GAMs for Time Series - Some Clever Stats Name

In the previous post we looked at modeling time series using models based on splines. I’d like to extend that investigation by taking a deeper dive into using GAMs for time series.

Last Time

Last time we used a GAM to model the number of flu-like illnesses reported to the CDC using three different approaches. We started by using time as a predictor variable of the form $t = 1, 2, 3, . . .$ . This did not go well. The second approach we used had smooth functions of year and week as predictors. This gave a reasonable fit to the data but the forecasts were terrible. Lastly, we used four weeks worth of lags as predictors and this gave us a good fit to the data as well as excellent forecasts.
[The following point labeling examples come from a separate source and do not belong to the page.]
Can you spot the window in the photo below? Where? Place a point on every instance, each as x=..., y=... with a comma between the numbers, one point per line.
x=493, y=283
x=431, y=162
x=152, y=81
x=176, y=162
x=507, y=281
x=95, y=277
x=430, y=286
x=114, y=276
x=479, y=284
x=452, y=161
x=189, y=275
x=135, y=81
I have to admit that going into the that post I was pretty lost as to how we could actually extend GAMs to time series. Time series models explicitly account for time and autocorrelation. However, GAMs are generic models so we need to specify how to account for this ourselves. We need to tell the model not just what are predictors are but how we want them to be handled.

This Time

In this post we are going to investigate the different ways in which we can model time series with GAMs. We will look at how we might want to use time as predictors, including functions of time in various ways by using different smoothing bases, and how to account for autocorrelation. We will stick with the flu-like illness data because it has proven itself to be a bit finicky.

Resources

Before we start I’d like to point out a few resources because if not for them I would still be lost. The first is Noam Ross’s GAM resources GitHub repository. This is just what it sounds like, a list of resources for learning about GAMs. Of particular interest to me were the slides and video for his talk outlining what GAMs and the mgcv package are capable of. One section of this talk is dedicated to time series which really got the ball rolling for me. The second resource I found really helpful is Gavin Simpson’s blog post showing how to use GAMs to model seasonal time series. This was quite convenient because the data at hand is seasonal.

A Baseline Model

We are going to start with a model we used last time as a baseline. As a reminder, the data is the weekly number of flu-like illnesses reported to the CDC from October 2010 to March 2019 and was obtained with the cdcfluview package. It looks like this:

We will hold out 2019 data (13 weeks worth) for testing. The baseline model will use smooth functions of year and week as inputs.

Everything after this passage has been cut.